From his book Family Portrait with Fidel, some of Franqui’s recollections from 1964:
"I went down to the old tropical market, but it didn’t exist any more. No more fish. No more fruit. No more flowers. Where was it all? The socialist market was empty, bureaucratic, and ugly. The whole city was becoming Haitianized. You now saw chickens and turkeys in coops on balconies; there were vegetable gardens wherever there was some open land. Once upon a time only the Chinese had these mini-gardens; now everyone did. The salt in the air was destroying the walls of the houses because no one bothered to paint any more. It was early in the day, and the first lines had already formed, people looking for bread or for the cup of coffee they would never find. No neon signs, no lights, fewer cars than I had remembered.
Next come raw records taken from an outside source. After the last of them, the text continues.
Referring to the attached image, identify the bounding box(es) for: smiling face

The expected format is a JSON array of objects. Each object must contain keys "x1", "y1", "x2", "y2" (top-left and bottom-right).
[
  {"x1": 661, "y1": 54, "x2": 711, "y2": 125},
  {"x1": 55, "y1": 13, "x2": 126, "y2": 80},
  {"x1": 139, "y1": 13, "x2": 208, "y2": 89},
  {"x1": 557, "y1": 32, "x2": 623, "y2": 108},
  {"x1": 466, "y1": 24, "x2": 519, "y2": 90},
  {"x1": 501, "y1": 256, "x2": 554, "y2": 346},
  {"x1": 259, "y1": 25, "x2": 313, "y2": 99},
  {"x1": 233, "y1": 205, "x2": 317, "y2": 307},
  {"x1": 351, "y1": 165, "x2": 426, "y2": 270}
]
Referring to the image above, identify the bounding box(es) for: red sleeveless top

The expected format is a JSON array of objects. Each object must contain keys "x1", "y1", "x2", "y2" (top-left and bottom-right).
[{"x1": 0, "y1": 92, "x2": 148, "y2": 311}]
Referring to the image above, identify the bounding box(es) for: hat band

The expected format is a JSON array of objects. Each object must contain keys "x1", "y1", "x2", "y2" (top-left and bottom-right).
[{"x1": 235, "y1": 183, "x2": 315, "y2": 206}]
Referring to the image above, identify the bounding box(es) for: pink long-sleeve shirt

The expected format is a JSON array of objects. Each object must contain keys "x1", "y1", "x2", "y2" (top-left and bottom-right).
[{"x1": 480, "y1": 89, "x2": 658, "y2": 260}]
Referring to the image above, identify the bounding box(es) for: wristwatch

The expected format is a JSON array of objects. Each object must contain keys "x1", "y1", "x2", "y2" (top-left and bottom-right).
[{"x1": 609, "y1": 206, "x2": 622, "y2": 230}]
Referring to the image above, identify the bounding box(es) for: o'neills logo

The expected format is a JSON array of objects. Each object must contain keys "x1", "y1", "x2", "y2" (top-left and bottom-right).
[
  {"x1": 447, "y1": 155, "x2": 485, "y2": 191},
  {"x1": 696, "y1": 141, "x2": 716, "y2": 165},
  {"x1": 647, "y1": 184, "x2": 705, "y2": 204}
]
Buses were now a rarity, and taxis were impossible to find. Women came carrying pails of water.
"As day dawned, it dawned on me that I was in real danger. In my mind’s eye, I could see the past like a film. I reviewed it all and found no way out of what I had done, no way out of where I was. I should have thought things over when we came down from the mountains into Santiago at the beginning of January in 1959. Fidel said he would miss the war. I knew I wouldn’t, but I knew I would miss something else – the future I had fought for. Everything was different, but nothing had changed. Only the power had changed hands. The people still had to work and obey."